9月25日付
新宮の魅力満載のマップ
大学生が市内を歩き作成

 新宮市商工観光課は19日、大阪市立大学が作成した「新宮おもしろWalking MAP(ウオーキングマップ)」のデータ寄贈を受けたと発表した。同大学の学生が実際に市内を歩き、得た情報や写真を地図上に添付したもの。同課は「大変興味深いマップをいただいて喜んでいる。観光PRに使用したい」としている。

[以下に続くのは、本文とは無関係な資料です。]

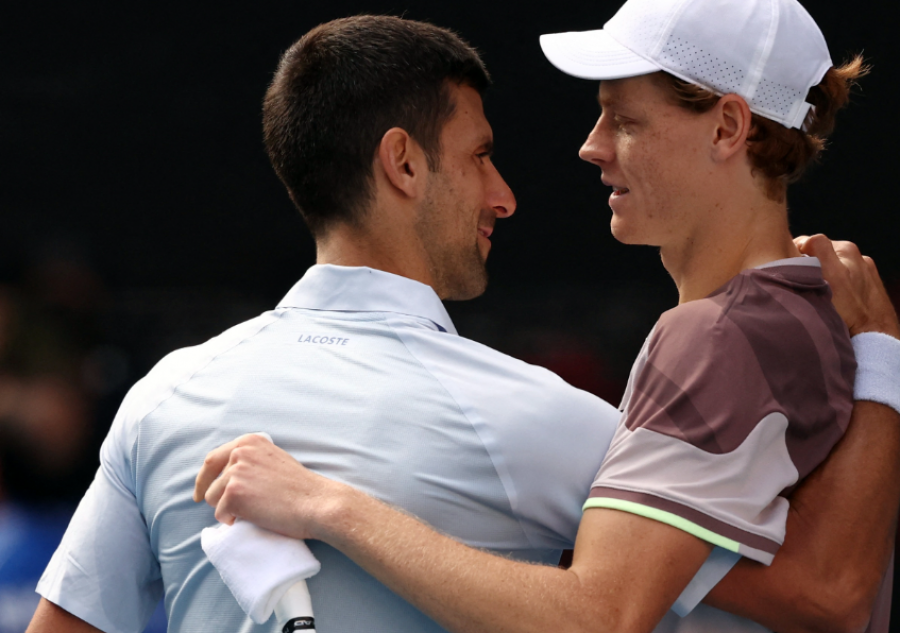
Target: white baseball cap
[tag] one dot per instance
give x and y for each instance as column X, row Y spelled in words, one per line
column 770, row 52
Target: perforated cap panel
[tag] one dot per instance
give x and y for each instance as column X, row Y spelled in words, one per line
column 770, row 52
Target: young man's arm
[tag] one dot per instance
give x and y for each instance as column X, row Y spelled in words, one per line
column 627, row 571
column 49, row 617
column 842, row 523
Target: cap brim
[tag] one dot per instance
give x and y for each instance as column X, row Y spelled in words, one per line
column 593, row 55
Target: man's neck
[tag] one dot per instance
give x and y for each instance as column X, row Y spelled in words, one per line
column 736, row 237
column 357, row 246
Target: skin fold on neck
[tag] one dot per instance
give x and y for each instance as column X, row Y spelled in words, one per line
column 732, row 235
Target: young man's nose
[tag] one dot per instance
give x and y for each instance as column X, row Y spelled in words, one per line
column 597, row 148
column 501, row 198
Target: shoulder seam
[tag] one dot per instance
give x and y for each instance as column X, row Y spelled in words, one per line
column 276, row 316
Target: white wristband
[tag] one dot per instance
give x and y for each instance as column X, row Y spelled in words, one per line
column 878, row 369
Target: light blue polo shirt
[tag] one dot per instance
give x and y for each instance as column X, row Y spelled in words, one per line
column 361, row 376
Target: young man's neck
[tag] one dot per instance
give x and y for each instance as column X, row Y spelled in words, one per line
column 736, row 237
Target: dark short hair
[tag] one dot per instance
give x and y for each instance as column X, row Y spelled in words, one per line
column 340, row 88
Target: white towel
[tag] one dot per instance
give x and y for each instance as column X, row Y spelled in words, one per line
column 257, row 565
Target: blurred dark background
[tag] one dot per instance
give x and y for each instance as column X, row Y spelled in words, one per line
column 138, row 213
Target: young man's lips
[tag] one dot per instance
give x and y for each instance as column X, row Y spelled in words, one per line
column 617, row 195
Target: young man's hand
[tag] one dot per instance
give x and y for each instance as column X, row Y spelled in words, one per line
column 859, row 294
column 262, row 483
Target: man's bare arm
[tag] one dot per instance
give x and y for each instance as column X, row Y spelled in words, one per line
column 50, row 618
column 842, row 521
column 626, row 573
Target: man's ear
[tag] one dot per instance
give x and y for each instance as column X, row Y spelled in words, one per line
column 733, row 124
column 402, row 162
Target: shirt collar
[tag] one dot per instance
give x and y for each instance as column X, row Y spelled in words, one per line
column 805, row 260
column 362, row 289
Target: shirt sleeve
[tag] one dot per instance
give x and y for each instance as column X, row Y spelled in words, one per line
column 104, row 570
column 702, row 445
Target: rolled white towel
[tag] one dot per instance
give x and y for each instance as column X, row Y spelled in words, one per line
column 257, row 565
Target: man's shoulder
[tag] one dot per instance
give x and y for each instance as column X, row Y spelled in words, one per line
column 179, row 366
column 778, row 311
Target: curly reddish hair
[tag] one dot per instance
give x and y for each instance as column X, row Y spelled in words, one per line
column 779, row 153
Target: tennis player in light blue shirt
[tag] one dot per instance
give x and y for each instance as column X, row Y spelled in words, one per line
column 360, row 374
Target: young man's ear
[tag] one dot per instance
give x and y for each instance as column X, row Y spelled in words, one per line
column 734, row 122
column 402, row 163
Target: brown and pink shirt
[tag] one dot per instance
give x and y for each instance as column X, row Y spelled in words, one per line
column 733, row 400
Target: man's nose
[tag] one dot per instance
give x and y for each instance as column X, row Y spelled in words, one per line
column 597, row 148
column 501, row 198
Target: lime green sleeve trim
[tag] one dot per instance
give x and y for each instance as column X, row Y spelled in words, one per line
column 664, row 517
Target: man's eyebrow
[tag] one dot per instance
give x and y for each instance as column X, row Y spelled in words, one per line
column 605, row 102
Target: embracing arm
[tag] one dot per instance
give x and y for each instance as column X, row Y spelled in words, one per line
column 49, row 618
column 843, row 519
column 626, row 572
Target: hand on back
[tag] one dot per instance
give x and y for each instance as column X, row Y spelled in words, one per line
column 859, row 294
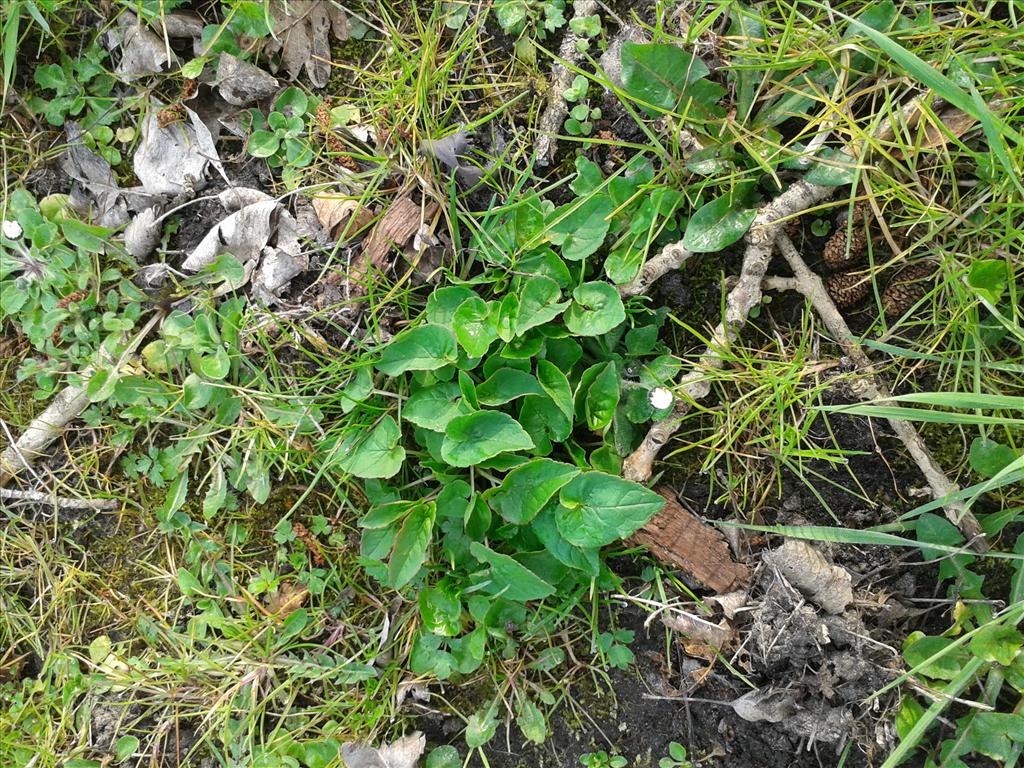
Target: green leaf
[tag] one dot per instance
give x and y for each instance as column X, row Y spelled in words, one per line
column 440, row 609
column 444, row 757
column 596, row 509
column 263, row 143
column 215, row 366
column 997, row 642
column 125, row 748
column 988, row 278
column 556, row 386
column 539, row 303
column 602, row 398
column 596, row 309
column 993, row 734
column 717, row 225
column 475, row 437
column 411, row 546
column 528, row 487
column 101, row 385
column 216, row 494
column 946, row 667
column 505, row 385
column 580, row 227
column 375, row 455
column 425, row 348
column 840, row 169
column 988, row 458
column 432, row 408
column 481, row 727
column 668, row 78
column 443, row 302
column 530, row 721
column 509, row 578
column 475, row 327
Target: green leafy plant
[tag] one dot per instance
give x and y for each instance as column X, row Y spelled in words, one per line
column 80, row 88
column 580, row 122
column 602, row 760
column 283, row 136
column 529, row 20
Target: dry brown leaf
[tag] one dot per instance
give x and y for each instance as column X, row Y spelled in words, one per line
column 301, row 33
column 395, row 228
column 340, row 215
column 288, row 598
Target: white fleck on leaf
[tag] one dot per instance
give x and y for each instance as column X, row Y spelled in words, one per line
column 168, row 158
column 301, row 34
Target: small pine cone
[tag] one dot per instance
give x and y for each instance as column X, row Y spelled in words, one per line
column 907, row 288
column 837, row 255
column 846, row 289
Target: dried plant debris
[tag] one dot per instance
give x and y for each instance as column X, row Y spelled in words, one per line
column 827, row 586
column 341, row 215
column 263, row 237
column 174, row 159
column 451, row 152
column 241, row 83
column 396, row 228
column 96, row 194
column 401, row 754
column 847, row 289
column 301, row 33
column 766, row 705
column 142, row 233
column 908, row 287
column 142, row 51
column 849, row 244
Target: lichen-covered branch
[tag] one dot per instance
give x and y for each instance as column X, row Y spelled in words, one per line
column 739, row 301
column 870, row 387
column 554, row 114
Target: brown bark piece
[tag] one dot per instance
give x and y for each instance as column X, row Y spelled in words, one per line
column 395, row 228
column 679, row 538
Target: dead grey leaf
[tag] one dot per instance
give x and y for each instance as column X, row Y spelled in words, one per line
column 142, row 52
column 301, row 31
column 765, row 705
column 715, row 635
column 98, row 193
column 142, row 233
column 449, row 151
column 181, row 25
column 281, row 263
column 404, row 753
column 243, row 233
column 169, row 159
column 242, row 83
column 827, row 586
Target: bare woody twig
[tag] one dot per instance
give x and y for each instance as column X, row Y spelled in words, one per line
column 67, row 406
column 870, row 387
column 743, row 297
column 39, row 497
column 740, row 300
column 561, row 78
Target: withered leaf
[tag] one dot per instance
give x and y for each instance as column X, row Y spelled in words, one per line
column 301, row 34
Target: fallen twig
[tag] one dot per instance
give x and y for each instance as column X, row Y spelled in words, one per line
column 740, row 300
column 39, row 497
column 869, row 387
column 561, row 78
column 67, row 406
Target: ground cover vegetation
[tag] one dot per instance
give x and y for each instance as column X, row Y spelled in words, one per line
column 511, row 383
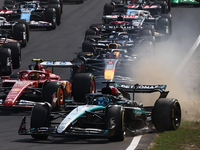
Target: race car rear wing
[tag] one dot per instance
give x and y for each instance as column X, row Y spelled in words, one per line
column 56, row 63
column 136, row 88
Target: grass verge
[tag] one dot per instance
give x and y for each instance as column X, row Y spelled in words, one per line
column 187, row 137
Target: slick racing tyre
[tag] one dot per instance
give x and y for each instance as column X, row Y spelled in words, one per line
column 163, row 26
column 149, row 27
column 92, row 26
column 24, row 21
column 79, row 1
column 166, row 114
column 80, row 69
column 15, row 53
column 87, row 47
column 164, row 6
column 9, row 4
column 50, row 16
column 14, row 76
column 83, row 55
column 115, row 123
column 20, row 33
column 168, row 4
column 58, row 12
column 169, row 17
column 145, row 32
column 40, row 117
column 90, row 32
column 53, row 93
column 57, row 2
column 108, row 9
column 116, row 1
column 83, row 83
column 5, row 62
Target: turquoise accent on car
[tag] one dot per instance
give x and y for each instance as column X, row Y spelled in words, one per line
column 185, row 1
column 26, row 14
column 139, row 112
column 90, row 109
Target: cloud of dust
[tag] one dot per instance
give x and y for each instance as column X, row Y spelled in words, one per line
column 160, row 69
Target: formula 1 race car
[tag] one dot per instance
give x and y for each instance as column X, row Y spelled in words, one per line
column 27, row 87
column 112, row 64
column 10, row 56
column 160, row 25
column 118, row 40
column 76, row 1
column 154, row 7
column 195, row 3
column 41, row 14
column 14, row 30
column 111, row 114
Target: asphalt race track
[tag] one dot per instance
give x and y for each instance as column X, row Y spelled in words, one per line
column 63, row 44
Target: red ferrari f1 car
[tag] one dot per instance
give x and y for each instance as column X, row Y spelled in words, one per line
column 28, row 87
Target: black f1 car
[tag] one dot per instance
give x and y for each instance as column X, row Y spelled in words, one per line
column 159, row 25
column 44, row 14
column 10, row 56
column 154, row 7
column 14, row 30
column 38, row 84
column 110, row 114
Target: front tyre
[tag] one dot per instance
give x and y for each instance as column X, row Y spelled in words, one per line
column 40, row 117
column 166, row 114
column 15, row 53
column 115, row 122
column 83, row 83
column 53, row 93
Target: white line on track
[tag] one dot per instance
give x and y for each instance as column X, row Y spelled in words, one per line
column 134, row 142
column 187, row 57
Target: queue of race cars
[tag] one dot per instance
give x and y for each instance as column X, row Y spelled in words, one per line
column 99, row 97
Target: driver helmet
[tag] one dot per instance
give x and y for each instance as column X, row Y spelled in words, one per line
column 34, row 76
column 119, row 29
column 102, row 101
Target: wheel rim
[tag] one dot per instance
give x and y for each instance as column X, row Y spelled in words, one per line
column 61, row 97
column 177, row 116
column 92, row 87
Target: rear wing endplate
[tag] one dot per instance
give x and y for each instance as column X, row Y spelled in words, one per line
column 136, row 88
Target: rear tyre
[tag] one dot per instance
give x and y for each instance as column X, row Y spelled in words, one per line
column 58, row 12
column 24, row 21
column 164, row 6
column 90, row 32
column 166, row 114
column 163, row 26
column 79, row 1
column 5, row 62
column 20, row 33
column 151, row 28
column 108, row 9
column 115, row 122
column 15, row 53
column 169, row 17
column 83, row 83
column 145, row 32
column 50, row 16
column 53, row 93
column 9, row 4
column 87, row 46
column 40, row 117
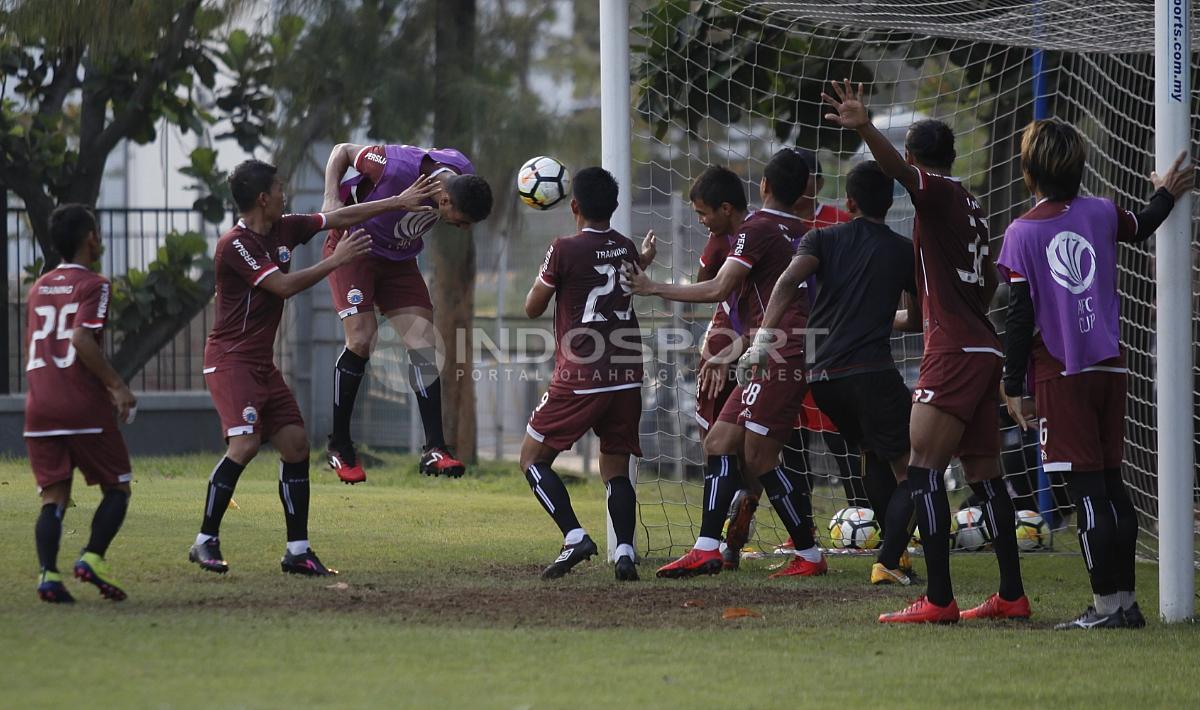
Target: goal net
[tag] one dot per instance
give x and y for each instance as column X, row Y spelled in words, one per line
column 730, row 83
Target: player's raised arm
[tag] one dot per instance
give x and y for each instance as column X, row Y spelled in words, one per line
column 412, row 200
column 288, row 284
column 850, row 113
column 730, row 277
column 340, row 160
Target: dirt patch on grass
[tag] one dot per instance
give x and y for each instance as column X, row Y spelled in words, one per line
column 514, row 596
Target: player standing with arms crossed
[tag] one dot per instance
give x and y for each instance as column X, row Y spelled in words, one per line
column 253, row 263
column 955, row 404
column 73, row 402
column 390, row 281
column 759, row 417
column 1065, row 311
column 598, row 371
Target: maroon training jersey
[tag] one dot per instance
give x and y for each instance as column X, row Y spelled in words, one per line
column 765, row 245
column 598, row 347
column 951, row 244
column 64, row 397
column 246, row 316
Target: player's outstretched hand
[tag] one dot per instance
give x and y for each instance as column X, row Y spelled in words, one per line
column 635, row 281
column 352, row 246
column 849, row 107
column 649, row 248
column 1180, row 179
column 417, row 193
column 125, row 402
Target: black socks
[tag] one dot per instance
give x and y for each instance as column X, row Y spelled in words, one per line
column 294, row 497
column 423, row 375
column 721, row 482
column 790, row 497
column 622, row 509
column 107, row 521
column 48, row 533
column 551, row 493
column 348, row 374
column 933, row 509
column 997, row 507
column 221, row 485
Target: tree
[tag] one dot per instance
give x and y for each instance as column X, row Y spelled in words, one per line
column 78, row 79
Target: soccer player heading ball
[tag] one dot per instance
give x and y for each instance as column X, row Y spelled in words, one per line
column 73, row 402
column 389, row 281
column 1063, row 313
column 598, row 371
column 955, row 404
column 253, row 265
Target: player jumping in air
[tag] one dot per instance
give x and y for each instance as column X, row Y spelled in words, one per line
column 253, row 263
column 73, row 403
column 598, row 371
column 862, row 270
column 759, row 416
column 955, row 404
column 1061, row 260
column 390, row 282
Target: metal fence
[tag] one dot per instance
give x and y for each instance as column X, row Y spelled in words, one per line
column 132, row 238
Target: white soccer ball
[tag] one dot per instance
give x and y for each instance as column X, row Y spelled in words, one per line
column 543, row 182
column 855, row 528
column 972, row 531
column 1032, row 531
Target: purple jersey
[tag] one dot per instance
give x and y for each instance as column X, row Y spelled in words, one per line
column 1069, row 259
column 389, row 170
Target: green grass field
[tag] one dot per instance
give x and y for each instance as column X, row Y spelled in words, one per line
column 439, row 602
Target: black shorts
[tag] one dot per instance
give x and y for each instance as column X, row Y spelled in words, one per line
column 870, row 409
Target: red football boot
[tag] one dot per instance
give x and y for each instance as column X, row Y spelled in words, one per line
column 437, row 461
column 696, row 561
column 802, row 567
column 999, row 608
column 345, row 462
column 923, row 612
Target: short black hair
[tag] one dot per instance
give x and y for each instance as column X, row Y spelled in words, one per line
column 249, row 180
column 870, row 187
column 472, row 196
column 787, row 175
column 70, row 226
column 719, row 185
column 595, row 192
column 931, row 143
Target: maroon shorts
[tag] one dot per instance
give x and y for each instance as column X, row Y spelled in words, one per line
column 965, row 385
column 1081, row 421
column 769, row 403
column 373, row 282
column 252, row 399
column 102, row 458
column 563, row 417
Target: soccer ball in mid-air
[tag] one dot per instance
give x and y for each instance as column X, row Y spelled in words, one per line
column 543, row 182
column 855, row 528
column 972, row 531
column 1032, row 531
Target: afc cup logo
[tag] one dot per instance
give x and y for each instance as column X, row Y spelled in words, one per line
column 1072, row 262
column 413, row 226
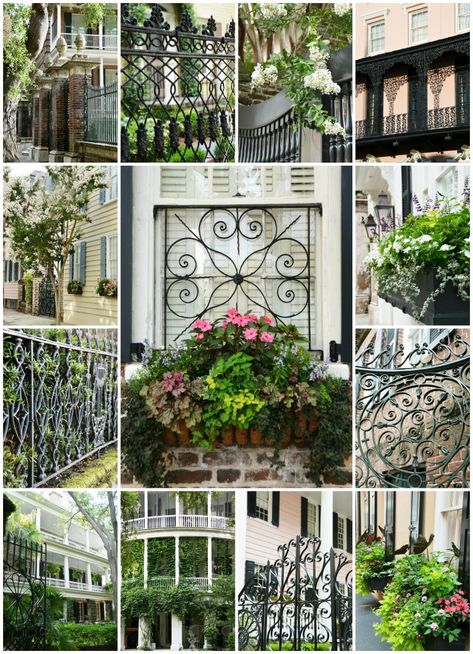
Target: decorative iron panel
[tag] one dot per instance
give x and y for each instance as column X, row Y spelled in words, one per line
column 252, row 258
column 412, row 419
column 24, row 594
column 47, row 302
column 177, row 89
column 305, row 596
column 60, row 401
column 101, row 113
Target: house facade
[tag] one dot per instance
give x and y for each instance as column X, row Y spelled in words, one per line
column 77, row 563
column 181, row 540
column 95, row 257
column 412, row 81
column 74, row 107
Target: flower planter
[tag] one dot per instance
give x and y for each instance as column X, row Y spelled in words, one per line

 同大学は今年8月初旬、地域を再生するガッツのある人材を育てることを目的とした「地域実践学習(GATSUN)」授業を同市で実施。12人の1回生と教員などが5チーム編成となり、市内各地域で抱える課題について聞き取り調査などを行った。うち1チームがマップを作成。新宮駅前や丹鶴城公園、仲之町商店街や熊野速玉大社など市内各所を、古い写真と現在の写真、案内文などを添えて地図上に添付している。丹鶴橋や本町通など、学生視点で選んだ観光名所ではない場所も紹介されているのが特徴のひとつ。

 マップの大きさは、縦約59センチ×横約84センチ(A1)のサイズで、同大学が2枚を印刷し、仲之町、丹鶴の両商店街に寄贈した。また、同課も同じサイズで2枚を印刷、1枚を仲之町1丁目のサンタウンホールに展示、1枚を同課内で保管して利活用する。新宮市観光ガイドの会にも寄贈を受けたことは伝わっており、ガイドらはマップを利用した新たなガイド方法を検討しているという。

 同授業を担当した水内俊雄・同大学院文学研究科・文学部教授は「新宮市の城下町の系譜を味わいながら商店街にも足を運びお金も落とし、リピーターになっていただく仕掛けとして活用していただければ」とのコメント。勢古口博司経済観光部次長は「寄贈は大変ありがたい。観光客はもちろん、市民もこれを見て市内を歩き、楽しむことができると思う。意外に自分もよく知らなかった場所もあり、学生の視点で見ると違った面白さがあるのだと感心した。今後の観光振興に役立てていきたい」と語った。